Ödüyordu evet. Sadece 300 tl yurt parasıydı ödediği. Kalanı ben kapatıyordum. Fakir bir aile değildik. Bir şey istesem de alırdı. Bana düşkündü. Ama ben isteyen bir çocuk olmamıştım. Bir iki masraf olsa bağırmaya başlardı. Halbuki ben onu hiç üzmek istemedim. Babam benim için çok değerliydi ve söylediği bir cümle beni yıllarca ağlatmaya yeterdi.
Bundan sonra onun parasıyla sakız dahi almayacaktım.
Kendi kendime ettiğim yemin bana pahalıya patladı. Paramı lükse savurunca dolan kredi kartımı ödemekte zorluk çektim ve internette bir ilan buldum.
Sadece para kazanmak istiyordum. Yoğun ders programım buna engel olduğu için oturduğum yerden kazanmalıydım.

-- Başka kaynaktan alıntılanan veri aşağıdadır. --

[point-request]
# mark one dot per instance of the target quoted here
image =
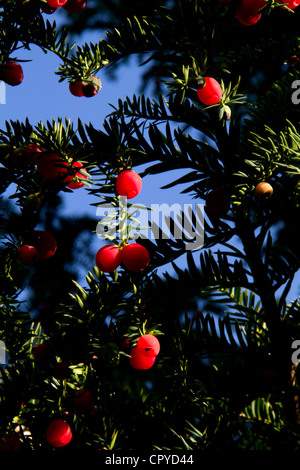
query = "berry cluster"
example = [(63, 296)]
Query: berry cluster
[(134, 256)]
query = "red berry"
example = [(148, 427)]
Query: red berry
[(59, 433), (49, 165), (40, 352), (128, 184), (251, 7), (28, 255), (75, 6), (45, 244), (148, 345), (108, 258), (56, 3), (211, 93), (76, 88), (12, 73), (217, 202), (84, 400), (32, 152), (140, 361), (135, 257), (71, 179), (245, 18)]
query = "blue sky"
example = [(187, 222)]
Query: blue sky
[(40, 98)]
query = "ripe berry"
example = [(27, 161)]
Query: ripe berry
[(91, 86), (108, 258), (217, 202), (61, 371), (32, 152), (40, 352), (245, 18), (59, 433), (75, 6), (135, 257), (76, 88), (140, 361), (12, 73), (128, 184), (56, 3), (84, 400), (45, 244), (263, 190), (73, 180), (148, 345), (49, 166), (28, 255), (210, 93)]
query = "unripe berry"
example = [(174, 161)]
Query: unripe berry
[(108, 258), (217, 202), (45, 244), (140, 361), (135, 257), (128, 184), (210, 93), (59, 433), (56, 3), (148, 345), (12, 73)]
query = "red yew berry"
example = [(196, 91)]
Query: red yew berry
[(75, 88), (148, 345), (108, 258), (56, 3), (251, 7), (245, 18), (59, 433), (217, 202), (128, 184), (73, 180), (49, 165), (140, 361), (135, 257), (27, 255), (32, 152), (12, 73), (45, 244), (91, 86), (75, 6), (211, 92), (84, 400)]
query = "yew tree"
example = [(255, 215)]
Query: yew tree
[(167, 344)]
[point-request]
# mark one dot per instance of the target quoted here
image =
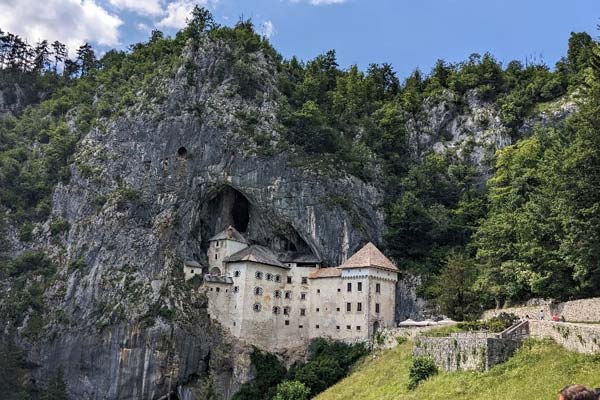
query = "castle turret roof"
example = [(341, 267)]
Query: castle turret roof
[(257, 254), (369, 256), (230, 233)]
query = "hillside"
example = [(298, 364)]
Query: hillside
[(537, 372)]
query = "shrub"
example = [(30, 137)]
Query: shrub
[(421, 369), (292, 390)]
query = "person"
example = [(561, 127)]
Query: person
[(577, 392)]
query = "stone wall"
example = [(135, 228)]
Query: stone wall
[(586, 310), (466, 351), (574, 337)]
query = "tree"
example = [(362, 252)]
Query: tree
[(60, 53), (86, 58), (453, 288), (292, 390)]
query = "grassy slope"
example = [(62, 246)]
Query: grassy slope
[(538, 371)]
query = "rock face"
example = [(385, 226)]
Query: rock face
[(148, 190)]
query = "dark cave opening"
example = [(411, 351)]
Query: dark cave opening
[(240, 212)]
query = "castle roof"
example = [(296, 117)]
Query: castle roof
[(369, 256), (325, 273), (298, 258), (229, 233), (257, 254)]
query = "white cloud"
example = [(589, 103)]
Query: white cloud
[(268, 29), (179, 10), (319, 2), (143, 7), (72, 22)]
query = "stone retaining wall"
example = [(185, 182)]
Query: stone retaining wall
[(586, 310), (574, 337), (466, 351)]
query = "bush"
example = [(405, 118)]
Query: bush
[(421, 369), (292, 390)]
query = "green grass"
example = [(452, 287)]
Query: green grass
[(538, 371)]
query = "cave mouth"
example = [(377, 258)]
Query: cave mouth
[(240, 211)]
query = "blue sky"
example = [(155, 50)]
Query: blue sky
[(407, 34)]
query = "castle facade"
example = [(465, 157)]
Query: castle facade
[(278, 301)]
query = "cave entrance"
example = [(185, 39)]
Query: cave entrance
[(240, 212)]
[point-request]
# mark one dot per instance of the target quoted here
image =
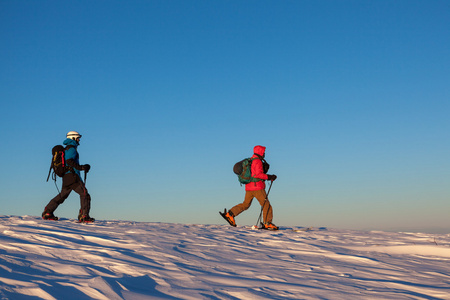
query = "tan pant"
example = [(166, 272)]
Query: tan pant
[(260, 195)]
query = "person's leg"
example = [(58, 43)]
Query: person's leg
[(261, 196), (237, 209)]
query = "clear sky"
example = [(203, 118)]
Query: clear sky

"İnternette sohbet ederek para kazanın"
Neydi ki bu?
İncelemeye başladım. Saatte 20 tl kazanabileceğimden bahsediyordu. Günde 3 saat dursam 60 tl alacaktım. Haftada 420 tl ediyordu. Çok iyi bir fiyattı bu. Altı üstü sohbet edecektim ve sohbet yeteneğim harikuladeydi. Kendime bağladığımda vakit su gibi geçerdi. Üstelik belki uçak bileti alabilir sevgilim olacak beni yüzüstü bırakan o gerizekalının yanına gidebilirdim.
Siteye üye oldum. İşin en kötü yanı kamera olmasıydı. Ama istemezsem yüzümü göstermeyebilirdim. Şansım vardı ki yurt bu aralar boştu. Odamdaki herkes memleketindeydi. Kapıyı kilitledim. Siteye girerek karşıma ilk gelen kişiyle sohbet etmeye başladım:
-Merhaba...
-Merhaba
-Buralarda yenisin sanırım.
-Evet yeniyim.
-Yüzünü görebilir miyim ?
Ben de onu görüyordum. Zararı olmayacağını düşünüp yüzümü gösterdim. Çok beğendi.
-Bu güzel kız nereli? Yabancılara benziyorsun,
dedi gülümseyerek. Yakışıklıydı.-Aslen Gürcistanlıyım. Yani soyum oradan.
-Belli zaten. Böyle bir güzellik Türkiye'den çıkmazdı.
Gülüştük.. Bana göre Türk kızları benden güzellerdi.
-Boyunu görebilir miyim?
-Tabi, dedim kibarca. Ayağa kalktım. Üzerimde yeşil bir gömlek, altımda siyah bir tayt vardı. Yeşil renk kızıl saçlarıma çok yakışıyor, beni 2 katı güzel gösteriyordu.